The likelihood of a strong heatwave will give rise to CPO prices due to lower production
By SHAHEERA AZNAM SHAH / Pic By MUHD AMIN NAHARUL
Plantation companies are likely to record higher revenues in the fourth quarter this year as crude palm oil (CPO) prices are expected to recover from its three-year low in October.
MIDF Amanah Investment Bhd senior research analyst Alan Lim said CPO prices traditionally will track the performance of crude oil prices.
“We believe the price movements will be affected by the stronger crude oil price which in turns, will boost the demand of the biodiesel segment.
“Earnings of plantation companies should improve at the end of 2018 due to better price outlook for CPO,” he told The Malaysian Reserve.
Lim said CPO prices would also benefit from environmental factor like the strong heatwave, El Niño, which is predicted to raise the world’s temperature in the next several months.

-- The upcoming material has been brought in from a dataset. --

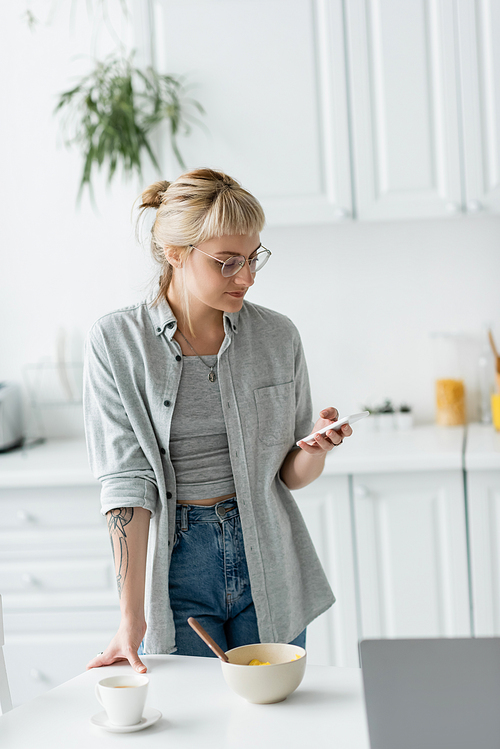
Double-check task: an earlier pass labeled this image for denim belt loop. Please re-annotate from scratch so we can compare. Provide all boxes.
[181,505,189,531]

“Currently, Aust ral ia’s Bureau of Meteorology is predicting a 50% chance of the heatwave to happen. However, the prediction is not strong enough to cause a movement in prices.

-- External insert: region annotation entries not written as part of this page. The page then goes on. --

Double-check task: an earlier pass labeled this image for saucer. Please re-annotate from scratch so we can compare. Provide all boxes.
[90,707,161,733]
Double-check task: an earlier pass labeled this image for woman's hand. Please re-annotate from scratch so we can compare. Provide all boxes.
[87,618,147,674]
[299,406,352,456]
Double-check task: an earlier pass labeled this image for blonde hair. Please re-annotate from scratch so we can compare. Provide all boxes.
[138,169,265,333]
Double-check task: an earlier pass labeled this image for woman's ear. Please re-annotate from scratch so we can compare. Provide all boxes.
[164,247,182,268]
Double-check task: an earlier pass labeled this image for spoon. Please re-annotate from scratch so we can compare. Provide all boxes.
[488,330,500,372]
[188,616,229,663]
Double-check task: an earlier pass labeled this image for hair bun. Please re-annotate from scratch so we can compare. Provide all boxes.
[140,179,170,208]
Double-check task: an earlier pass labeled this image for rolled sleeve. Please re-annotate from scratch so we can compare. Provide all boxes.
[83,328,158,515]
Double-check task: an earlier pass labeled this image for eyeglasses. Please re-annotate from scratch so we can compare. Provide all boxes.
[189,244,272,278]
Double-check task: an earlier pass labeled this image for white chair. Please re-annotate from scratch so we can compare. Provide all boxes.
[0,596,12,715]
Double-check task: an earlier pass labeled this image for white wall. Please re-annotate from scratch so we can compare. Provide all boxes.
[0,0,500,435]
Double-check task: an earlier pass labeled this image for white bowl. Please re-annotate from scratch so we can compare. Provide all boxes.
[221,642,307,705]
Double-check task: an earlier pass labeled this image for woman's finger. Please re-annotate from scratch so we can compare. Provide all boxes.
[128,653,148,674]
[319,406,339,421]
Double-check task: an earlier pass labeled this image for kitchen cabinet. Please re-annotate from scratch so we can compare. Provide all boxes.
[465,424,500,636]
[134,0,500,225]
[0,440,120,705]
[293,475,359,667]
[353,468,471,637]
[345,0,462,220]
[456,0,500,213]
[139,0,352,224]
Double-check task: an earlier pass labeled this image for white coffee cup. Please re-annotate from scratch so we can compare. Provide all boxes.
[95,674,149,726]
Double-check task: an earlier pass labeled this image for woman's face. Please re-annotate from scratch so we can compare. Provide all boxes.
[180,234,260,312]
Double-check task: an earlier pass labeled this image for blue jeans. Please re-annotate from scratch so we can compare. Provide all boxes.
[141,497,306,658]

“But, if the likelihood increases to 70% or the prediction is definite, CPO prices will rise due to lower production,” he said, adding that the extensive price impact will allow companies to recoup from the lower production.
According to Moody’s Investors Service, the CPO prices, which have dipped 14% since early 2018, were at their lowest levels since October 2015.
It added that palm oil producers are likely to be weighed down with a credit challenge if CPO prices remain at the current levels.
“Continued weak CPO prices will challenge the credit metrics of the four palm oil companies that we rate over the next eight to 12 months, but the growing demand for palm oil will support their credit profiles over the medium to long term.
“We expect the governments of Indonesia and Malaysia, which together produce around 85% of CPO globally, to maintain supportive policies towards their respective palm oil industries and this will continue to provide a valuable underpinning for ratings in the sector,” it said.
According to Reuters, the palm oil futures rose marginally last Friday to a three week top of RM2,235 as the stockpiles were expected to plunge, while trading volume stood at 16,073 lots of 25 tonnes each at noon.
However, the palm oil futures dropped last Monday due to concerns over rising stockpiles which exceeded exports in September, said Reuters.
In August, RAM Rating Services Bhd said in its report that CPO prices are expected to sustain between RM2,200 and RM2,400 per tonne in the second half of 2018 (2H18), supported by demand from biodiesel and dimmed projection of the domestic production growth.
It added that India’s action to hike import duties on soybean oil in June 2018 is projected to reverse the downtrend in palm oil exports for Malaysia and Indonesia.
In 1H18, CPO prices had averaged at RM2,421 per tonne.